Hawk Mountain trainee Nobuhle Mabhikwa holding the retagged Homebody in the Olifants River Private Game Reserve in June 2014.

Hawk Mountain trainee Nobuhle Mabhikwa holding the retagged Homebody in the Olifants River Private Game Reserve in June 2014.

By Keith L. Bildstein, Ph.D., Sarkis Acopian Director of Conservation Science
and Lindy Thompson, Ph.D., Hawk Mountain Research Associate
Hawk Mountain Sanctuary

Yes, I admit it. We name our satellite-tracked vultures.
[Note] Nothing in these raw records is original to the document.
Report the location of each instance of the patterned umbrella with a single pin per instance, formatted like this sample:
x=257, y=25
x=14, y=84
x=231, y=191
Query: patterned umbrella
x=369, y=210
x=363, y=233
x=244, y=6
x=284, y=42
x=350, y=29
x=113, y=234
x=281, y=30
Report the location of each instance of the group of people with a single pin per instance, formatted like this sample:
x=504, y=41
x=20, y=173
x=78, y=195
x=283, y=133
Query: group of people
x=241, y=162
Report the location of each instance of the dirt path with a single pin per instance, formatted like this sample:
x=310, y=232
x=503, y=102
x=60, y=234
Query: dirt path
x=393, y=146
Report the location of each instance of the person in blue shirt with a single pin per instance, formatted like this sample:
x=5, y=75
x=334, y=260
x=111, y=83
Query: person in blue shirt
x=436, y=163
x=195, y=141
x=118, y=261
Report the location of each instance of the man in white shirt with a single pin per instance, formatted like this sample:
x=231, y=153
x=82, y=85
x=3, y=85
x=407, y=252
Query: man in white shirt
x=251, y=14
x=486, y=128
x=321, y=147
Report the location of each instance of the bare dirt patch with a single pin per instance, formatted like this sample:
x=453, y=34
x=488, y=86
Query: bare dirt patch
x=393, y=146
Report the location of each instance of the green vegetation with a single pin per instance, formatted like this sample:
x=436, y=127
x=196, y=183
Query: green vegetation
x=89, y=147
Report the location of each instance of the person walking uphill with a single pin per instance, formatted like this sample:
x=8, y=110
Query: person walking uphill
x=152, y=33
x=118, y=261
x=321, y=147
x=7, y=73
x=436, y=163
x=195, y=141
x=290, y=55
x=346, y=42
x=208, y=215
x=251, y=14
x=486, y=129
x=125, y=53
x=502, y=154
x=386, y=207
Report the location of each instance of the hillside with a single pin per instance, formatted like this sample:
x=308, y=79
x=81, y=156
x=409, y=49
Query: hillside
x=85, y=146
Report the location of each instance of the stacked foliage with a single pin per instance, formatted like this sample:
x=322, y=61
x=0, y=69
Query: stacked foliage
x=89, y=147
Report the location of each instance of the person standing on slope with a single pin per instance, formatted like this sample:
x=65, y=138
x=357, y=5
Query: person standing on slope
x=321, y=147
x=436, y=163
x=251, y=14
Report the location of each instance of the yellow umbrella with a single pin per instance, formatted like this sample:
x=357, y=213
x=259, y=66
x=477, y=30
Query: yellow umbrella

Some of our colleagues disagree with this, arguing that naming one’s study animals “personalizes” them in ways that make our observations less scientific.  But primatologist Jane Goodall and Nobel Prize laureate Konrad Lorenz named their study animals, and I have never doubted the scientific rigor of their work.  Naming animals as individuals makes their individual behavior easier to remember.  With more than 75 vultures tracked by satellite so far, numbers or alpha-numeric codes simply do not work as well, as names help to separate and categorize the birds in question and keep the stories of their movements in mind.

“Homebody,” a South African Hooded Vulture, is a case in point.